Chronic Wasting Disease is still making its rounds in southeast Minnesota, with 6 cases popping up during the most recent season.
That's why researchers are beginning a new study, with help from a helicopter.
"They'll use a net launcher, a net gun to get down close and capture an animal, fit a GPS collar around its neck, take basic measurements, take some blood for some disease screening," Chris Jennell, a DNR research scientist, said.
Researchers hope to tag 115 deer starting March 12, in the area known as Deer Permit Area 603, around Preston.
The process will take anywhere between a week or two to get all the GPS collars on the deer.

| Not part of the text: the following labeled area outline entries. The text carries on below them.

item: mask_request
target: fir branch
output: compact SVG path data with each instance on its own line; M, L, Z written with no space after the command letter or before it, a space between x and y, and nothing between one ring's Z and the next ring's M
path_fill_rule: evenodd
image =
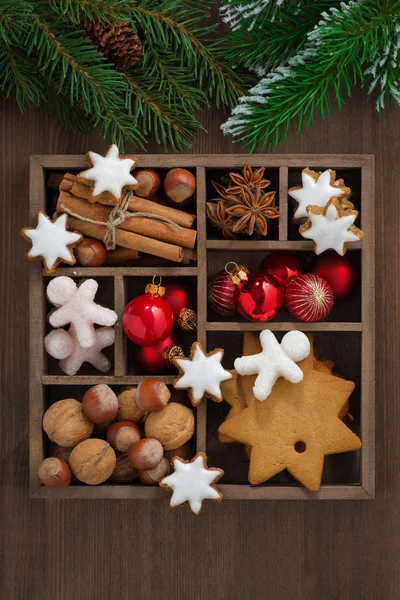
M329 116L329 90L341 106L343 93L351 94L354 83L363 81L362 65L378 56L378 40L398 9L399 0L365 0L324 13L308 34L304 50L252 88L223 131L239 136L251 151L271 149L286 139L291 123L298 133L312 123L315 111Z

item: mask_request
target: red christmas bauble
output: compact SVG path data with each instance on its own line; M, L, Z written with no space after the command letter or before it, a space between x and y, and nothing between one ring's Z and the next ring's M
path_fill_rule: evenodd
M172 331L174 315L159 294L137 296L125 307L122 327L128 338L139 346L162 342Z
M170 305L174 317L185 308L196 308L196 288L178 279L168 279L164 299Z
M178 279L168 279L164 298L170 305L179 327L185 330L196 329L196 288L193 285Z
M176 372L170 361L174 356L183 356L174 335L153 346L135 346L133 352L135 361L144 371L158 375Z
M300 261L293 252L272 252L260 264L261 273L269 273L286 287L293 277L303 273Z
M249 273L235 288L237 310L249 321L270 321L281 308L284 289L272 275Z
M334 302L329 283L313 273L292 279L286 287L285 300L292 317L306 323L325 319Z
M335 300L349 296L357 281L355 265L346 256L339 256L336 252L320 256L312 272L329 283Z
M208 284L208 301L212 308L223 317L236 314L235 284L226 271L219 271Z

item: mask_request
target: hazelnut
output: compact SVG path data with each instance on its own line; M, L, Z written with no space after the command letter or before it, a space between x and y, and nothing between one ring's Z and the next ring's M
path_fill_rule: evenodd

"With this information we can get a better idea of how CWD may radiate out from the central core areas in the management zone," Jennell said.
For best results, the hope is to get the movement data on 90 juvenile deer and 25 adult bucks from April through July.

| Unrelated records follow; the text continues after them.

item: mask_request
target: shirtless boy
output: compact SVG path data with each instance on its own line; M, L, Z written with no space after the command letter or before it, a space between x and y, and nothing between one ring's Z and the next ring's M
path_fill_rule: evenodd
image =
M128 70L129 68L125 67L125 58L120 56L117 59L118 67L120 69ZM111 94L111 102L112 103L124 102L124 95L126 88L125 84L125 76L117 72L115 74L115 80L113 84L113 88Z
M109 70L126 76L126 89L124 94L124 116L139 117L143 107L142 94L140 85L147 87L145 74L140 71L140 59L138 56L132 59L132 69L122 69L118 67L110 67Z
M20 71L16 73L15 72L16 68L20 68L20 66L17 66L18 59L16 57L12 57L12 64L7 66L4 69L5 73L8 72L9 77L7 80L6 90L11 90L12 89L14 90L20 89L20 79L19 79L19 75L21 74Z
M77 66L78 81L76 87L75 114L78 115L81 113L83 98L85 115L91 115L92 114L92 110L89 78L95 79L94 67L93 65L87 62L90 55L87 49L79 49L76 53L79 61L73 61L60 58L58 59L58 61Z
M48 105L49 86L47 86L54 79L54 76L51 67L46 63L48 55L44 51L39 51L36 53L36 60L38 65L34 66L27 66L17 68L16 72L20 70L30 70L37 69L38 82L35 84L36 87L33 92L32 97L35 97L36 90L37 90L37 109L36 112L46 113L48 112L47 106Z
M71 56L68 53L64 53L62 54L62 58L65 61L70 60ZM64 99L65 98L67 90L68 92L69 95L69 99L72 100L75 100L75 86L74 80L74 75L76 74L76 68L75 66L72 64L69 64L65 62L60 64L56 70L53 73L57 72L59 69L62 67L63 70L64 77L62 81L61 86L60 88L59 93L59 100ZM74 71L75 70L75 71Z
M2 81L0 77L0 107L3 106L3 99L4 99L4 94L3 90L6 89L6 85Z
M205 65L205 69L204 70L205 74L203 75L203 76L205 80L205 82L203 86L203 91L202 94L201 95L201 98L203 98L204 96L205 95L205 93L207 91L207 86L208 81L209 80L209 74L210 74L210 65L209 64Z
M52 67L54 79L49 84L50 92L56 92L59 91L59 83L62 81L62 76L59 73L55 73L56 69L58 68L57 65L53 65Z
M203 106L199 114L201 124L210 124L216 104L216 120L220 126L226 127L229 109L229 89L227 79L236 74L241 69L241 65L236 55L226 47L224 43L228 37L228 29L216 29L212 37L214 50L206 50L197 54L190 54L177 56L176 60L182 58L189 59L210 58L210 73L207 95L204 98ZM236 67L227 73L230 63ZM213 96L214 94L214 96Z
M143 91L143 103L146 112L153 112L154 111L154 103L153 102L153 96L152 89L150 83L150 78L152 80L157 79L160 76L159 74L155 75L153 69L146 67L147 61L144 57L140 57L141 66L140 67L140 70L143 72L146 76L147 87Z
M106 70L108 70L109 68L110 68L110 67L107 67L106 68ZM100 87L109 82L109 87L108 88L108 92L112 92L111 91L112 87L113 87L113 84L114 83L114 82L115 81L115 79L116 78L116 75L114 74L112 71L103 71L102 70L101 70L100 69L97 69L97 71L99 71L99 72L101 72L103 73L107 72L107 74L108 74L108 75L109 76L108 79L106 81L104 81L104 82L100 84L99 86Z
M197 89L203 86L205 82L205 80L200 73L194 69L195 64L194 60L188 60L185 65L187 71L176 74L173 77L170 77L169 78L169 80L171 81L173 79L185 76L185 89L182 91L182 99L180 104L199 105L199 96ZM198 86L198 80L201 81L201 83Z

This is the prime time that the deer migrate away from their birth areas.
"We're capturing that period perfectly and we expect all of our animals to be surviving during that period which will capture all that data that we need," Jennell said.
The project is getting $450,000 dollars from the Legislative-Citizen Commission on Minnesota Resources for the collars.
After the 115 deer this year, researchers are hoping to capture 60 deer next year.
All of this data will help create models and better fight the spread of CWD.